Nocturne with a Line from Porchia

bureau

Nocturne with a Line from Porchia

Everything is nothing, but afterwards.
I rise and the moon disturbs the darkness,
revealing symbols, a few stolen words
on the bureau. Tomorrow I’ll express
my gratitude by disappearing be-
fore I’m found, which is to say goodbye
before hello, a paradigm for the
prepossessed. Compton tells us to imply
what’s missing, like Van Gogh or Bill Monroe,
but why listen to the dead before they’ve
stopped speaking? Unfortunately we throw
out the bad with the good, only to save
the worst. I return to bed, and the floor
spins. Nothing is everything, but before.

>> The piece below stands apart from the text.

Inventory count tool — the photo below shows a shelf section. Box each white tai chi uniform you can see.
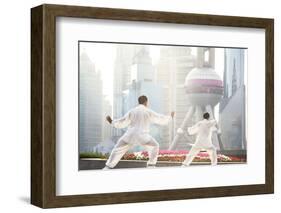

This first appeared in The Blue Hour Magazine in December 2014, and is also included in my chapbook, If Your Matter Could Reform. The line “Everything is nothing, but afterwards” comes from Antonio Porchia’s Voices, translated by W.S. Merwin. Porchia wrote one book in his lifetime, but what a book it was! Often described as a collection of aphorisms, Voices is so much more – each time I open the book, I find new meaning in old lines.

Vincent

22 thoughts on “Nocturne with a Line from Porchia

  1. “Unfortunately we throw
    out the bad with the good, only to save
    the worst.”

    Reminds me of what I was taught is a Spanish editor’s proverbial task: “The job of editing lies in sifting the wheat from the chaff, and throwing the wheat away.”

    Liked by 1 person

  2. A triple play. One of those wonderful rich poems, a perfectly matched visual image and a new writer for me to get to know. Thanks you Robert, you warmed up a frigid day.